Wagub H. Hasnuryadi Sulaiman Saat Mewakili Gubernur Kalsel Menerima Penghargaan Nasional PembinaTerbaik Kabupaten/Kota dalam Kinerja Pengelolaan Sampah Tahun 2026. - (Foto : Adetia Nafarin/Biro Adpim)

JURNALKALIMANTAN.COM, JAKARTA – Prestasi membanggakan kembali ditorehkan Pemerintah Provinsi Kalimantan Selatan. Gubernur Kalsel, H. Muhidin, meraih penghargaan nasional sebagai Pembina Terbaik Kabupaten/Kota dalam Kinerja Pengelolaan Sampah Tahun 2026.

Penghargaan tersebut diserahkan langsung oleh Menteri Lingkungan Hidup, Hanif Faisol Nurofiq, dalam acara Rapat Koordinasi Nasional (Rakornas) Pengelolaan Sampah 2026 yang digelar di Gedung Balai Kartini, Rabu (25/2/2026).

Penghargaan itu diterima oleh Wakil Gubernur Kalsel, Hasnuryadi Sulaiman, mewakili Gubernur H. Muhidin, bersama empat bupati se-Kalsel.

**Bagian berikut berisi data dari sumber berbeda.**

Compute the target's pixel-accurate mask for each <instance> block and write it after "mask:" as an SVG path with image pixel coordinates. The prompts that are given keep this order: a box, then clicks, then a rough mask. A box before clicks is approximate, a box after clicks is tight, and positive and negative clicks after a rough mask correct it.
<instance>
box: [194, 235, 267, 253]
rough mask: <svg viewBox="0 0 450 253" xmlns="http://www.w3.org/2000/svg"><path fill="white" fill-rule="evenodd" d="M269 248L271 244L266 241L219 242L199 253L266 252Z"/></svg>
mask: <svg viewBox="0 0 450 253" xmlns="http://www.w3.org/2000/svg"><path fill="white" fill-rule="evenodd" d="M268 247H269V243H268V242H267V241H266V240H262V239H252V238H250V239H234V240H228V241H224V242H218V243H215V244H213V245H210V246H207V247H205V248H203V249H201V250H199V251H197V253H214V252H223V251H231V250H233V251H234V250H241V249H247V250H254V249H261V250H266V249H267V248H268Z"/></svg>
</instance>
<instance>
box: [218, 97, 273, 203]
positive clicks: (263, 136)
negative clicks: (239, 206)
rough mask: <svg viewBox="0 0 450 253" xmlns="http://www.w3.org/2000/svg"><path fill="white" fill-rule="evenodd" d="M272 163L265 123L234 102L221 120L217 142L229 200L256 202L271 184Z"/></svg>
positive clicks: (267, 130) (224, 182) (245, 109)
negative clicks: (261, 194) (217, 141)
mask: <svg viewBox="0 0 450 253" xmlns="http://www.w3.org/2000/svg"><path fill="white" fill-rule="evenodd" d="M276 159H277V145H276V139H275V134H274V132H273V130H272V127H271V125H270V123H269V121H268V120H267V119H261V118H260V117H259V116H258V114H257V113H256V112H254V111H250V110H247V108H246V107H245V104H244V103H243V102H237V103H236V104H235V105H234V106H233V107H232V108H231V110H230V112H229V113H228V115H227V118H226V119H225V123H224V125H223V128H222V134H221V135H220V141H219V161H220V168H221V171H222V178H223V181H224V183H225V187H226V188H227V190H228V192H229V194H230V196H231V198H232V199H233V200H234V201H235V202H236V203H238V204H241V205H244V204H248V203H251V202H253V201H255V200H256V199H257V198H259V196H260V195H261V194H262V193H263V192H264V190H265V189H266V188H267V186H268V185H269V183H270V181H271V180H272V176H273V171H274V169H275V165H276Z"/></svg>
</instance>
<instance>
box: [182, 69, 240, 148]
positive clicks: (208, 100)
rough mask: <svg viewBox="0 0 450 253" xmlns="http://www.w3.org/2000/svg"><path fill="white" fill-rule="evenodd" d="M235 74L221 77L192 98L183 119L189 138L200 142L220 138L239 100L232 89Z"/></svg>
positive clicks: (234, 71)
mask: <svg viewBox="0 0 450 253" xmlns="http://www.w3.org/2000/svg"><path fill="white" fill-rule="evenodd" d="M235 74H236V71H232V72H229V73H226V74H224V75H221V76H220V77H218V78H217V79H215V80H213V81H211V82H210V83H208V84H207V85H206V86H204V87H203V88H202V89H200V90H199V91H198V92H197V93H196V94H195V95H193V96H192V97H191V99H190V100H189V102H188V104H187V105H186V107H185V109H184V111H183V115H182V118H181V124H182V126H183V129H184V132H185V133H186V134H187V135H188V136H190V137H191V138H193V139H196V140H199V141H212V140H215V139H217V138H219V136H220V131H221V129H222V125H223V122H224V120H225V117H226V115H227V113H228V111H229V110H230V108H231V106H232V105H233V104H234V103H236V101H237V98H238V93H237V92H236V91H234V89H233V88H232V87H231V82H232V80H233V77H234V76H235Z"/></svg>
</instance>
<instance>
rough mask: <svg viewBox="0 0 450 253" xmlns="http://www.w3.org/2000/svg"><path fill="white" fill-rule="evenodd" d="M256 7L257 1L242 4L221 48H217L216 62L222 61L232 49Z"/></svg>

“Alhamdulillah, hari ini ulun mewakili Bapak Gubernur H. Muhidin menerima penghargaan dari Menteri Lingkungan Hidup atas keberhasilan beliau sebagai Pembina Terbaik menuju Kabupaten/Kota Bersih se-Kalsel,” ujar Hasnuryadi.

Wagub menegaskan, penghargaan ini menjadi motivasi bagi seluruh kabupaten/kota di Kalsel untuk terus memperkuat komitmen menciptakan lingkungan bersih dan bebas sampah.

Ia juga mengajak seluruh masyarakat Banua mendukung program pengelolaan sampah sejalan dengan arahan Presiden Prabowo Subianto menuju Indonesia ASRI (Aman, Sehat, Resik dan Indah).

Pada peringatan Hari Sampah Nasional 2026, tercatat empat kabupaten di Kalsel menerima penghargaan, yakni Tanah Bumbu, Hulu Sungai Selatan, Hulu Sungai Tengah, dan Tabalong. Pemprov berharap tahun mendatang seluruh kabupaten/kota di Kalsel mampu meraih penghargaan serupa sebagai bukti komitmen bersama.

Dalam sambutannya, Menteri Hanif menegaskan bahwa Indonesia saat ini berada dalam kondisi darurat sampah. Produksi sampah nasional mencapai 141 ribu ton per hari, menjadi tantangan besar yang harus diselesaikan bersama.

Target pengelolaan sampah nasional tahun 2026 yang ditetapkan Bappenas sebesar 63 persen, meningkat signifikan dari capaian saat ini yang masih berada di angka 25 persen.

Selain itu, pemerintah menargetkan pada 2029 praktik open dumping di Tempat Pembuangan Akhir (TPA) harus dihentikan. Saat ini masih terdapat 481 TPA di Indonesia yang menggunakan metode tersebut.

Rakornas Pengelolaan Sampah 2026 yang mengusung tema Kolaborasi untuk Indonesia ASRI turut menghadirkan sejumlah menteri Kabinet Merah Putih sebagai keynote speaker, di antaranya:

Zulkifli Hasan
Tito Karnavian
Wihaji
Riza Patria

Rakornas ini bertujuan mendorong percepatan penyelesaian persoalan sampah secara masif dari hulu hingga hilir, serta dihadiri para gubernur, bupati, dan wali kota se-Indonesia.

Penghargaan yang diraih Gubernur H. Muhidin menjadi bukti nyata komitmen Kalimantan Selatan dalam mewujudkan daerah yang bersih, sehat, dan berkelanjutan.